The first look at our expedition sled. We talk nicely to our sleds!

by John Huston

Tyler and I have now been away from home for a week.  It has been a busy week with a lot of packing and unpacking.  Living out of duffel bags and moving from place to place is a constant in an expeditioner's life.  While on the ice we pack and unpack our bags everyday.  As we have traveled all over the place the last year, this packing and unpacking is a ritual of the road warrior and road weary.

Right now, Tyler and I feel like a bit of both, road warrior and road weary.

Tyler and the Arctic sunset over the Frobisher Bay.

On Thursday, we and our 16 pieces of checked baggage landed happily in Iqaluit (pronounced E-cal-you-it).  Iqaluit is the capital of Nunavut, Canada's Inuit Province.  After an emotional and stressful week of departures and a few days of shopping, we are pleased to be in Iqaluit for two weeks of training, relaxing and getting everything ready for the ice.

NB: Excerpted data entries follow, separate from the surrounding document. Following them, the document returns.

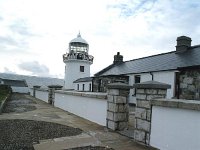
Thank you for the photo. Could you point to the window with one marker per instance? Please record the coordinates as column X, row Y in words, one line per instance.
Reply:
column 81, row 68
column 90, row 87
column 83, row 87
column 137, row 80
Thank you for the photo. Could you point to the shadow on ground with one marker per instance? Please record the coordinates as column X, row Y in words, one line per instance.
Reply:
column 21, row 134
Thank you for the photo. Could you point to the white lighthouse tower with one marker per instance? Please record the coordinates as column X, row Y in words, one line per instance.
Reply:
column 77, row 61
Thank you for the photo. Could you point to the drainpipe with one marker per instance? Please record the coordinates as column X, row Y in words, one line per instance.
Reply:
column 151, row 76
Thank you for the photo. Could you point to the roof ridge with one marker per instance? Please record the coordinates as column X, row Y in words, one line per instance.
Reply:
column 150, row 56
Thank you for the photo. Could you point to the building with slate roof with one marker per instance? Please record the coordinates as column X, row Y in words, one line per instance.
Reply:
column 19, row 86
column 77, row 65
column 179, row 68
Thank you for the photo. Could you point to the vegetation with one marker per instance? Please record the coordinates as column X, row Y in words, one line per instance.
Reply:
column 4, row 90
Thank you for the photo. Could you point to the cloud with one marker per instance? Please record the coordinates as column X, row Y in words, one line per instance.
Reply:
column 34, row 68
column 7, row 70
column 20, row 27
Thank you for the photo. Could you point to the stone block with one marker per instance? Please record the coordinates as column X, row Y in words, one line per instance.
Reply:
column 110, row 115
column 122, row 125
column 122, row 108
column 143, row 125
column 191, row 88
column 162, row 92
column 147, row 138
column 110, row 98
column 120, row 99
column 140, row 91
column 141, row 96
column 139, row 136
column 183, row 85
column 120, row 117
column 151, row 91
column 188, row 80
column 148, row 114
column 140, row 113
column 143, row 104
column 113, row 92
column 111, row 125
column 150, row 97
column 112, row 107
column 124, row 92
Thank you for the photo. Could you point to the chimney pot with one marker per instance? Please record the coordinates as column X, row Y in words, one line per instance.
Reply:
column 118, row 58
column 183, row 43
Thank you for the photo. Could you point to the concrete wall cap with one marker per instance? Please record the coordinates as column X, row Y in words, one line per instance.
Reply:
column 118, row 85
column 36, row 86
column 177, row 103
column 55, row 86
column 152, row 85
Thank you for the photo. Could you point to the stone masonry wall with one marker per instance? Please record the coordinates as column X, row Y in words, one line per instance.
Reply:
column 117, row 106
column 143, row 112
column 190, row 84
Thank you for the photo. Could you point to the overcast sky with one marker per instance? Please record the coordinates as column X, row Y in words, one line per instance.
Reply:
column 34, row 34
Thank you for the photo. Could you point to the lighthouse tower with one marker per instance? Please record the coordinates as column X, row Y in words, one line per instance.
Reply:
column 77, row 61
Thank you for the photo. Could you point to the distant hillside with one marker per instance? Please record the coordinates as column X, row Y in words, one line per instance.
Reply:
column 33, row 80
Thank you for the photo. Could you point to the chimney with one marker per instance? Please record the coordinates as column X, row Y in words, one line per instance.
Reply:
column 118, row 58
column 183, row 43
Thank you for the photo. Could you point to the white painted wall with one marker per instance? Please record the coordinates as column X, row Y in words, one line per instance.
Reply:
column 20, row 89
column 93, row 109
column 87, row 86
column 72, row 71
column 167, row 77
column 175, row 129
column 42, row 94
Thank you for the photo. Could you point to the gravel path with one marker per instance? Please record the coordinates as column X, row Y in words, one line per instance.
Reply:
column 91, row 148
column 19, row 103
column 19, row 134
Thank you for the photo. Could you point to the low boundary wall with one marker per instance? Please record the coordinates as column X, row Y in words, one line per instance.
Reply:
column 175, row 124
column 42, row 94
column 91, row 106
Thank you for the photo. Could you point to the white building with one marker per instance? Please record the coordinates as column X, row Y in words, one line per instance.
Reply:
column 77, row 63
column 180, row 69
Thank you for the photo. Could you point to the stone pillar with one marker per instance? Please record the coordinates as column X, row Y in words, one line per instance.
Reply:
column 117, row 106
column 51, row 95
column 34, row 89
column 144, row 93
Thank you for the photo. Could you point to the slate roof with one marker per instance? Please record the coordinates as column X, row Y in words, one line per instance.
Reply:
column 86, row 79
column 79, row 39
column 17, row 83
column 161, row 62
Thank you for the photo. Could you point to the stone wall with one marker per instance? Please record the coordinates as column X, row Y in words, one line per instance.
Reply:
column 189, row 84
column 117, row 106
column 145, row 92
column 100, row 83
column 175, row 124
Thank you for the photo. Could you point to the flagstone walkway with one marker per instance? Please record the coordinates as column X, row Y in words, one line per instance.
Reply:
column 93, row 135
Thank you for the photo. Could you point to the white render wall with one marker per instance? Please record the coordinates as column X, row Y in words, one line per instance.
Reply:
column 87, row 86
column 175, row 129
column 167, row 77
column 72, row 72
column 42, row 94
column 93, row 109
column 20, row 89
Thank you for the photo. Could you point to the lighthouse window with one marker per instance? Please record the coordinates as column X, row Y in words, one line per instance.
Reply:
column 81, row 68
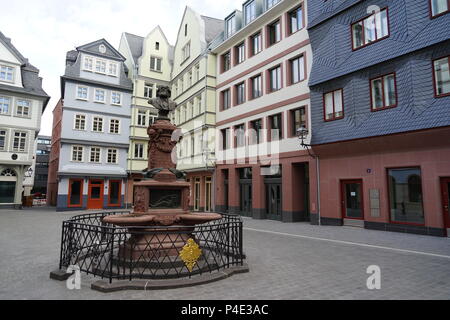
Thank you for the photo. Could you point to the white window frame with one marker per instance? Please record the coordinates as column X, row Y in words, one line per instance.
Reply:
column 104, row 95
column 155, row 66
column 120, row 97
column 116, row 156
column 5, row 139
column 99, row 155
column 20, row 139
column 92, row 62
column 118, row 125
column 23, row 108
column 9, row 106
column 13, row 73
column 87, row 92
column 72, row 153
column 136, row 146
column 102, row 122
column 75, row 121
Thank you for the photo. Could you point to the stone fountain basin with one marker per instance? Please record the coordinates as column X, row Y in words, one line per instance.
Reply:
column 162, row 219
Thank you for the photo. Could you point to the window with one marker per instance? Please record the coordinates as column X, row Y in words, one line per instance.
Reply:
column 297, row 69
column 80, row 122
column 225, row 138
column 114, row 126
column 116, row 98
column 77, row 153
column 368, row 30
column 95, row 155
column 97, row 124
column 250, row 12
column 274, row 32
column 298, row 119
column 82, row 93
column 256, row 89
column 142, row 118
column 114, row 195
column 20, row 141
column 256, row 43
column 405, row 195
column 112, row 156
column 441, row 77
column 334, row 105
column 197, row 72
column 148, row 90
column 186, row 51
column 155, row 64
column 276, row 127
column 271, row 3
column 295, row 20
column 240, row 53
column 75, row 192
column 100, row 95
column 226, row 61
column 439, row 7
column 275, row 79
column 256, row 134
column 5, row 102
column 23, row 108
column 112, row 70
column 383, row 92
column 239, row 133
column 100, row 66
column 226, row 99
column 240, row 93
column 230, row 26
column 3, row 139
column 139, row 151
column 88, row 63
column 6, row 73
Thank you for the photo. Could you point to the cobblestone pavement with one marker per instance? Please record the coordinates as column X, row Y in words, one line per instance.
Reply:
column 287, row 261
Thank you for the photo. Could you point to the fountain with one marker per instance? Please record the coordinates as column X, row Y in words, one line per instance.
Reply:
column 162, row 198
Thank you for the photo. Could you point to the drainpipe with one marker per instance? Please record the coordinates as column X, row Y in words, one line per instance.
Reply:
column 318, row 187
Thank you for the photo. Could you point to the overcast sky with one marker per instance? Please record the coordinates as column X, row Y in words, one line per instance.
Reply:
column 44, row 30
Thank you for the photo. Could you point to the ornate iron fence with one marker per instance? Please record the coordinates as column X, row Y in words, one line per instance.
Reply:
column 112, row 252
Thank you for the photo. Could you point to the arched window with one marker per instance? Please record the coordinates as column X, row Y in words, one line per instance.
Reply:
column 414, row 188
column 8, row 173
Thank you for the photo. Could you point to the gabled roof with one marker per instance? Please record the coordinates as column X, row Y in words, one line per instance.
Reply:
column 135, row 43
column 94, row 48
column 31, row 82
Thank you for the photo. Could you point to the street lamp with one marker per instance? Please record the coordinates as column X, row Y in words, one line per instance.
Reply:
column 302, row 134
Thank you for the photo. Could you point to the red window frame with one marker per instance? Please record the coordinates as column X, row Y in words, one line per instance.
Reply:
column 120, row 193
column 436, row 95
column 334, row 107
column 363, row 34
column 69, row 205
column 439, row 14
column 372, row 107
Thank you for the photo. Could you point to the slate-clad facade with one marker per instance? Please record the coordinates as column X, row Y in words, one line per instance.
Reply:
column 380, row 113
column 91, row 124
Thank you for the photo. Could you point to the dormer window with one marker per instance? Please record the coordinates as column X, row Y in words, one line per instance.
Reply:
column 6, row 73
column 370, row 29
column 271, row 3
column 250, row 12
column 230, row 26
column 100, row 66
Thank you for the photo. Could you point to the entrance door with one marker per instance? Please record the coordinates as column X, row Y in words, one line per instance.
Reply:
column 445, row 187
column 352, row 199
column 246, row 198
column 95, row 196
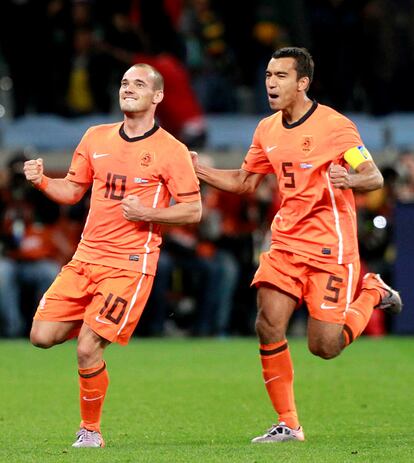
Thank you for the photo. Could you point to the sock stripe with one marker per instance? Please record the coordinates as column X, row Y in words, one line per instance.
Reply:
column 349, row 332
column 274, row 351
column 94, row 373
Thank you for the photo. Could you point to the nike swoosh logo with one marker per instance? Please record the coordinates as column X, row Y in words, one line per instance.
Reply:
column 102, row 321
column 96, row 155
column 324, row 306
column 272, row 379
column 93, row 398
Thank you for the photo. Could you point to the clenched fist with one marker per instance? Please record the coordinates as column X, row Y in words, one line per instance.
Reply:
column 133, row 210
column 33, row 170
column 340, row 177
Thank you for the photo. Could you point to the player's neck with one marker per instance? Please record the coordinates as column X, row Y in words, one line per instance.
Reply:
column 295, row 112
column 138, row 126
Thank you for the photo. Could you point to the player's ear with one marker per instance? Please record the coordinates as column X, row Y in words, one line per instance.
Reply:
column 303, row 84
column 158, row 97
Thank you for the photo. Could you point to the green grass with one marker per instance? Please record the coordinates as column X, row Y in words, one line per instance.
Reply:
column 203, row 400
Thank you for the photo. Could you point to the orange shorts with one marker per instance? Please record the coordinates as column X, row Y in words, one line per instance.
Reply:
column 109, row 300
column 327, row 289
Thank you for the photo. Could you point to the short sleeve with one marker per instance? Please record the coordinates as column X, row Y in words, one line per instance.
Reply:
column 80, row 170
column 179, row 176
column 256, row 159
column 346, row 135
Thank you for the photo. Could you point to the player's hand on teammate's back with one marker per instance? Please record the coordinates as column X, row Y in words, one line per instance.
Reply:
column 33, row 170
column 194, row 158
column 132, row 209
column 340, row 177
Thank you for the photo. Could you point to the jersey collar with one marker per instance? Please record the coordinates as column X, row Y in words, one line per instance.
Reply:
column 141, row 137
column 303, row 118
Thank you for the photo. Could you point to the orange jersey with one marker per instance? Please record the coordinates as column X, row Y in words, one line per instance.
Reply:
column 154, row 167
column 314, row 220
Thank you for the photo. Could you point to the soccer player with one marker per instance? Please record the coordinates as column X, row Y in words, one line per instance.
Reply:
column 135, row 168
column 313, row 255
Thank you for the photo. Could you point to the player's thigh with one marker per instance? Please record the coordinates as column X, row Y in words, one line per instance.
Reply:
column 46, row 334
column 118, row 302
column 329, row 290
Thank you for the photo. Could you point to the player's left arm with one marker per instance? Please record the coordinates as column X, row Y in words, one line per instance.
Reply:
column 177, row 214
column 366, row 175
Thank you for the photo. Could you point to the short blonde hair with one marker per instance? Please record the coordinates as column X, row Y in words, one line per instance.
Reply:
column 157, row 78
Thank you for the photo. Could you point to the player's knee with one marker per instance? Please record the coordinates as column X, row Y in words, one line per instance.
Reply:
column 85, row 352
column 42, row 339
column 325, row 351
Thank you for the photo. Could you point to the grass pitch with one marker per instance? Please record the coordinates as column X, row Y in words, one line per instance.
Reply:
column 203, row 400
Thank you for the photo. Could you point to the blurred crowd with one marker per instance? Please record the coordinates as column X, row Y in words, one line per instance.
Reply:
column 204, row 272
column 67, row 56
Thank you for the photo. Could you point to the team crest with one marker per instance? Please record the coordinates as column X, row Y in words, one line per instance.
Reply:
column 307, row 143
column 146, row 159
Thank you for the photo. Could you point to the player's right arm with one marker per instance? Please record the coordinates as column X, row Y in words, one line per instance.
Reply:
column 60, row 190
column 238, row 181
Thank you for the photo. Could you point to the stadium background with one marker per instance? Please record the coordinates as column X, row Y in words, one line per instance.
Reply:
column 60, row 64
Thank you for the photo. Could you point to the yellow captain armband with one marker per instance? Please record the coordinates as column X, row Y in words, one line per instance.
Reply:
column 357, row 155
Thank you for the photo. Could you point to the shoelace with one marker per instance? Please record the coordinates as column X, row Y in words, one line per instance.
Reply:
column 85, row 436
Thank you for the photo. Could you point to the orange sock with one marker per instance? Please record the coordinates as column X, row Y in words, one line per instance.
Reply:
column 278, row 376
column 359, row 313
column 93, row 383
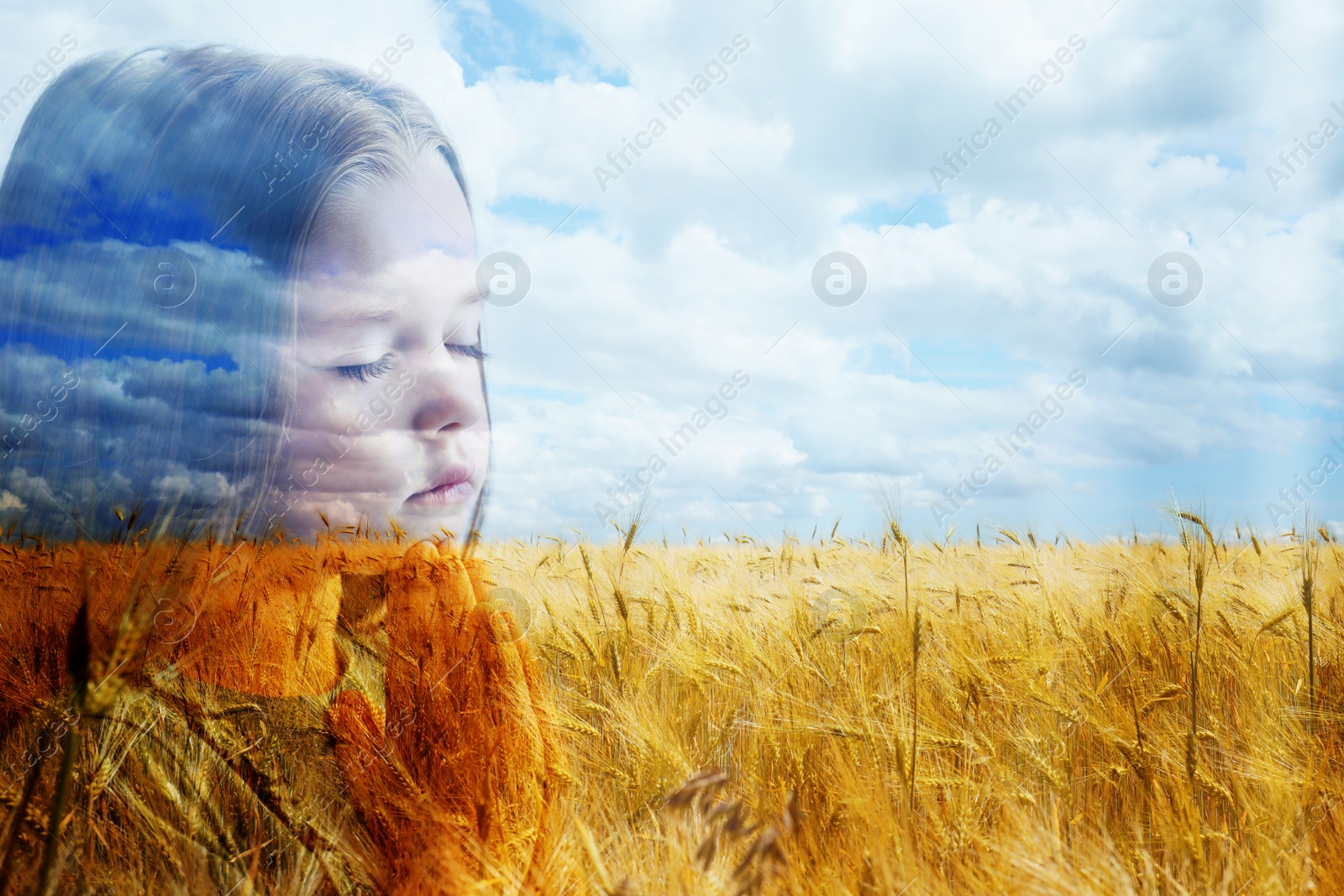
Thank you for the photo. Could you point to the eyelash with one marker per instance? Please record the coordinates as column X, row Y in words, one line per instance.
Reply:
column 376, row 369
column 467, row 351
column 362, row 372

Tyler and I trained in Iqaluit last March and this year marks my third straight year that I have been here.  We have several friends here, know the town and the lay of the land.  This familiarity is comforting and makes for efficient preparations.  We are staying with our friend, mentor and polar veteran Matty McNair.  We also reunited with our good friend Meeka Mike, a fun loving 4'9” Inuit woman, who is currently heading up a fascinating project that documents Inuit traditions and experience with climate change.

Matty's house is the perfect place to prepare for a polar journey.  The 5 bedroom house is located on the Frobisher Bay beach, just a hundred yards from the hummocky sea ice.  We spend most of our time in the small workshop assembling and making small modifications to our equipment.  This workshop has everything one could want to work on polar equipment in preparation for a long ski expedition.  While working in the shop, it is fun to dream of all the expeditions that have used the same workbench.

John, in Matty's workshop, putting together a heat exchanger, which increases stove efficiency.

Matty is an extraordinarily welcoming host, who loves chatting about polar dreams and gear preferences till the wee hours of the night.  Like Tyler and I she has her roots in Outward Bound.  Last year she hired me to guide a two month expedition to the South Pole.  Tyler and I will definitely leave here with full bellies and plenty good memories of small dinner parties around her table (a staple in the McNair house).

Tyler and I have truly believe that in many ways 'the preparation is the expedition.'  Throughout the past few years we've gone out of our way to humbly learn from some of the most experienced polar travelers on the planet.  By working with and talking with these people and from our own testing, we've synthesized a lot of information and ideas into our own expedition model.

Tyler on Frobisher Bay at 5:00pm on Valentine's Day.

Today the expedition feels more tangible than ever before.  Over the past week our lives have simplified greatly.  Now it is only Tyler and I and our expedition supplies.  We deliberately left home well ahead of the expedition start date so that we could prepare calmly and with room for adjustments.  By this time next week we hope to have packed 530 pounds of our food and equipment.

The closest weather station to our staring point is reporting -40°F (we'll be quite happy if it is that warm on March 1).  We hit the ice in two weeks!